腰部脊柱管狭窄症

原因

首から腰までの脊椎には、脊柱管と呼ばれる脳から体へとつながる脊髄の神経の通り道があります。1~2cmの太さのホースのような管が、頭から首の真ん中を通り、背中から腰まで届いています。そして、そこから枝が生えるように手足への神経が伸びています。

加齢、労働あるいは背骨の病気による影響で変形した椎間板と、椎骨や椎間関節から突出した骨などにより、神経の通る脊柱管が狭くなり(狭窄)、神経が圧迫を受け、神経の血流が低下して脊柱管狭窄症が発症します。椎間板ヘルニアに比べ、中高年に発症することが多い病気です。

症状

腰部脊柱管狭窄症とは、脊柱管が腰の部分で狭くなる病気です。そのため、腰から下の神経に関連する症状が出てきます。

主な症状は、腰の痛み、お尻の痛み・しびれ、足の痛み・しびれ、足の筋力低下、歩行障害、排尿障害です。腰痛はあまり強くなく、安静時にはほとんど症状はありませんが、背筋を伸ばして立ったり歩いたりすると、太ももや膝から下にしびれや痛みが出て歩きづらくなります。少し前かがみになったり、腰掛けたりすると症状は軽減されます。

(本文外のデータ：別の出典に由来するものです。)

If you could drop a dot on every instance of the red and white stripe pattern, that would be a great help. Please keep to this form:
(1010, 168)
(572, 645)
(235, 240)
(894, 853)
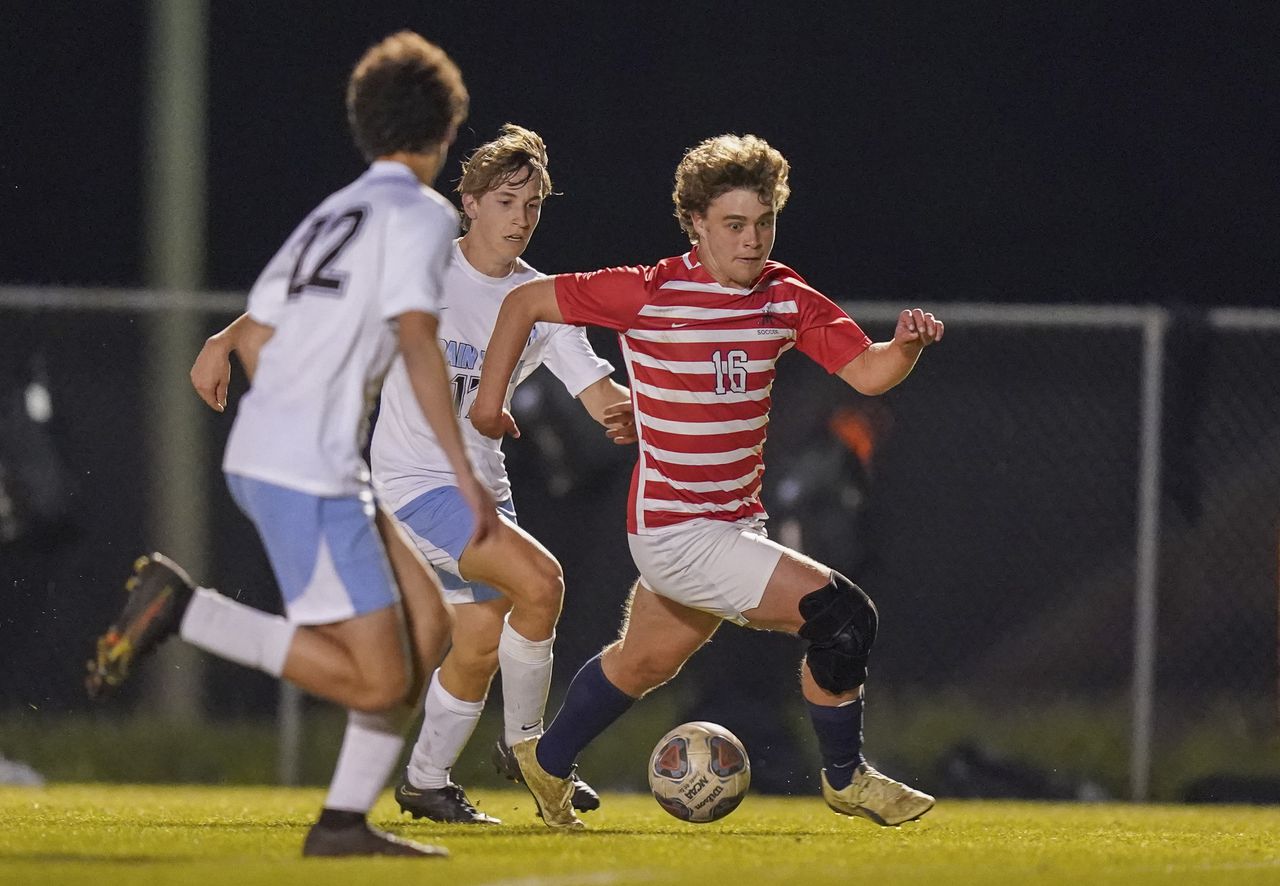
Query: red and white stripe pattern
(702, 362)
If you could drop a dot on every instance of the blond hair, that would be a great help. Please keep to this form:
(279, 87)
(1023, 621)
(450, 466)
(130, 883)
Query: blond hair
(727, 163)
(513, 158)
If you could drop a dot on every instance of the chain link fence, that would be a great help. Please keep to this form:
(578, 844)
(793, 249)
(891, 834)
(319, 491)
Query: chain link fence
(1061, 506)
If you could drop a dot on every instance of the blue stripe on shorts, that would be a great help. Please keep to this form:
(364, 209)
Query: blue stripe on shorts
(293, 525)
(442, 519)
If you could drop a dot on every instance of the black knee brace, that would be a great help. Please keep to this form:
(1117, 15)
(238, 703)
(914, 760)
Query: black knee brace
(840, 624)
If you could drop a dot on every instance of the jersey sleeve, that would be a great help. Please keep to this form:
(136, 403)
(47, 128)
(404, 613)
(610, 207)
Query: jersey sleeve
(417, 243)
(823, 330)
(572, 360)
(611, 297)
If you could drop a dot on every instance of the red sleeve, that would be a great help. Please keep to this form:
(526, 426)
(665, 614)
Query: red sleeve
(823, 330)
(611, 297)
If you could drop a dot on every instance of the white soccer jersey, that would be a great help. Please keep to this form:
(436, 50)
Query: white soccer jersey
(406, 456)
(368, 254)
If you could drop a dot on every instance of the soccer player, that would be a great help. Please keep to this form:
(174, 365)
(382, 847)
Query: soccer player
(507, 589)
(700, 334)
(507, 606)
(356, 282)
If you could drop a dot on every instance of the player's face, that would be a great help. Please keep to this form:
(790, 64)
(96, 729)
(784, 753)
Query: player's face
(735, 237)
(504, 218)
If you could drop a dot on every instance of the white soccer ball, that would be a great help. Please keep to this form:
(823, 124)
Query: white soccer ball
(699, 772)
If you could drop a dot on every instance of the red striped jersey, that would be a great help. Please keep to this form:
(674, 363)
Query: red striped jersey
(702, 361)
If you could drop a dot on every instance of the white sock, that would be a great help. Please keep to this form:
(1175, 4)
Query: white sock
(236, 631)
(370, 750)
(526, 677)
(447, 726)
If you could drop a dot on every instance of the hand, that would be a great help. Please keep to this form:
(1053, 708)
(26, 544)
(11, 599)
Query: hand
(483, 507)
(494, 424)
(917, 328)
(620, 423)
(211, 373)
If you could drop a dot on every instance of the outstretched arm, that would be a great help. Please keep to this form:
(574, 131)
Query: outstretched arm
(609, 403)
(211, 371)
(524, 306)
(429, 378)
(886, 364)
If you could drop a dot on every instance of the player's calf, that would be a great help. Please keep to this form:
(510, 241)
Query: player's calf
(159, 594)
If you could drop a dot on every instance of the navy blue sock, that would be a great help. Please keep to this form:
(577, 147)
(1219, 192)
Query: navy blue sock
(590, 706)
(840, 739)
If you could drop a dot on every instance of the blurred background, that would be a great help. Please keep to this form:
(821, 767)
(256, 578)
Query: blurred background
(1068, 516)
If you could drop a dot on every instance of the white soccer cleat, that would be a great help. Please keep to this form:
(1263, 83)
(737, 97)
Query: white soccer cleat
(877, 797)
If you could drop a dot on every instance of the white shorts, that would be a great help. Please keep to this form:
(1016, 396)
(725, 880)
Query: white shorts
(711, 565)
(327, 553)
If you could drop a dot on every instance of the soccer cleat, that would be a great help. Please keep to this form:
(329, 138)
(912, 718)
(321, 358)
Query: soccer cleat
(585, 799)
(325, 841)
(877, 797)
(447, 804)
(553, 795)
(159, 593)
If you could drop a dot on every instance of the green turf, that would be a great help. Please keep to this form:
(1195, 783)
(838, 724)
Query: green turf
(100, 835)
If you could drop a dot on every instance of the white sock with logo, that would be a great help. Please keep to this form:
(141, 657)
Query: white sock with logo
(447, 726)
(370, 750)
(237, 633)
(526, 679)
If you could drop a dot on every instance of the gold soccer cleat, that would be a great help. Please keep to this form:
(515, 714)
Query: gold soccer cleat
(554, 797)
(877, 797)
(159, 593)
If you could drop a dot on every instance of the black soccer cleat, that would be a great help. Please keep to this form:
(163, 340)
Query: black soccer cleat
(448, 804)
(328, 841)
(585, 799)
(159, 593)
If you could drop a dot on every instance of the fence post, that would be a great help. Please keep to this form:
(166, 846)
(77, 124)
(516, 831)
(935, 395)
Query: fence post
(1147, 552)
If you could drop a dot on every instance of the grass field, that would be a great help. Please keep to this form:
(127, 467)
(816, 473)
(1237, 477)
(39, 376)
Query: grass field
(101, 835)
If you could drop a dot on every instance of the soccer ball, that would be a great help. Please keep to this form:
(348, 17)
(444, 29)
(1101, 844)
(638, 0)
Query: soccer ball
(699, 772)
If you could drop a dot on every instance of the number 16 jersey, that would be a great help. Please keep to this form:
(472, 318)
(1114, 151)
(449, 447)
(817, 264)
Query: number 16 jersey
(368, 254)
(702, 362)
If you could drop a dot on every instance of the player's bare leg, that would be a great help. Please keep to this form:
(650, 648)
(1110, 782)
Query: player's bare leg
(453, 704)
(360, 663)
(373, 741)
(516, 563)
(657, 638)
(804, 597)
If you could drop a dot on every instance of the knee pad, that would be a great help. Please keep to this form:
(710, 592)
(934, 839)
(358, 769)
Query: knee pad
(840, 624)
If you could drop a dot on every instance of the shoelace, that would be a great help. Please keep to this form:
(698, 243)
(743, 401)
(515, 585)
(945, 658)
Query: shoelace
(460, 797)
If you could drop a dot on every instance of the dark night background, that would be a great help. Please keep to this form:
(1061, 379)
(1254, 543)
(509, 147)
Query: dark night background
(988, 151)
(1042, 153)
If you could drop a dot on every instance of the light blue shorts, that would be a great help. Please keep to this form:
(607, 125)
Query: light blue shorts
(442, 526)
(325, 552)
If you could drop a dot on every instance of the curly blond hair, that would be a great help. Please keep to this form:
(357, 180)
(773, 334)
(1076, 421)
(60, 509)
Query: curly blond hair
(513, 158)
(727, 163)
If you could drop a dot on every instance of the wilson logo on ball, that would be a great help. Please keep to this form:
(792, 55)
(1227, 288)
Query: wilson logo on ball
(699, 772)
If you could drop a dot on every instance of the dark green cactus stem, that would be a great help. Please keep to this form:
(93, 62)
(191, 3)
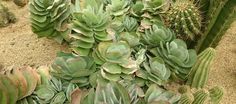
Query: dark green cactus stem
(199, 72)
(200, 97)
(185, 19)
(186, 98)
(225, 14)
(216, 94)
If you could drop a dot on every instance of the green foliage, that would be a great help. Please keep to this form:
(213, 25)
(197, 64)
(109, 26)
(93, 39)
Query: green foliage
(89, 25)
(49, 18)
(72, 68)
(176, 56)
(200, 71)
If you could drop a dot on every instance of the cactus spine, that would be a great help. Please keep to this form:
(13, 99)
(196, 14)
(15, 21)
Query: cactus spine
(216, 94)
(199, 72)
(185, 19)
(222, 14)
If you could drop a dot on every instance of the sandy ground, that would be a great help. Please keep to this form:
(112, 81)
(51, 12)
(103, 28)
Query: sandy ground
(19, 46)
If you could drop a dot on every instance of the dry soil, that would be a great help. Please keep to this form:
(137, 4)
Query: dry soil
(19, 46)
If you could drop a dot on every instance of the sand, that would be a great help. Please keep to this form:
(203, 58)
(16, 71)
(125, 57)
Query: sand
(19, 46)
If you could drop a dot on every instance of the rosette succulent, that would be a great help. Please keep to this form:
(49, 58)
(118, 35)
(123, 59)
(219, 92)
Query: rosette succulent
(156, 70)
(49, 18)
(15, 84)
(115, 60)
(72, 68)
(185, 18)
(89, 26)
(118, 7)
(176, 56)
(157, 34)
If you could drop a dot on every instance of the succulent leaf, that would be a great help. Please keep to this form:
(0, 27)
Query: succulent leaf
(50, 18)
(176, 56)
(72, 68)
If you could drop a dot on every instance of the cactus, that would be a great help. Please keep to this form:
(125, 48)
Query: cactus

最も特徴的な症状は、歩行と休息を繰り返す間欠跛行(かんけつはこう)です。歩いていると、足が痛くなったりしびれたりして歩けなくなりますが、しばらく休むとまた歩けるようになるという症状です。排尿障害は頻尿、夜間尿に始まり、残尿感、失禁へと進行していきます。進行すると、下肢の力が落ちたり、肛門周囲のほてり、尿の出が悪くなったり、逆に尿漏れが起こる(排尿障害)こともあります。

診断

レントゲン検査である程度は推測できますが、より詳しく診断するためにはMRIや脊髄造影等の検査が必要です。下肢の動脈が詰まって血行障害を生じた時にも似た症状となることがありますので、注意が必要です。

治療

予防

腰部脊柱管狭窄症は、加齢現象の一つです。加齢により軟骨、骨、靭帯などが変性して、脊柱管の狭窄を起こすため、少しでもそうした変化を遅らせることが、病気の進行予防に効果的です。具体的には、まず日常生活で姿勢を正しく保つことが必要です。姿勢を良くして歩くことで、体幹、臀部、股関節周囲、太ももの大きな筋肉が鍛えられます。これにより筋肉で脊椎を支えることができます。

歩行時の注意としては、神経の圧迫は腰をまっすぐ伸ばして立つと強くなり、前かがみになると和らぎます。そのため、歩くときには一本杖をついたり、シルバーカーを押して腰を少しかがめると楽に歩けます。自転車での移動も痛みが起こりにくく、よい運動になります。また、体重が重いと、軟骨、靭帯に負担がかかってしまいます。体重を減らすことで、腰への負担は大きく軽減されます。喫煙が軟骨や神経に悪い影響があると言われていますので、禁煙することも効果的です。

治療

保存的治療としてリハビリテーション、コルセット、神経ブロックや内服薬で症状が改善することもあります。しかし歩行障害が進行し、日常生活に支障が出る場合には手術を行うこともあります。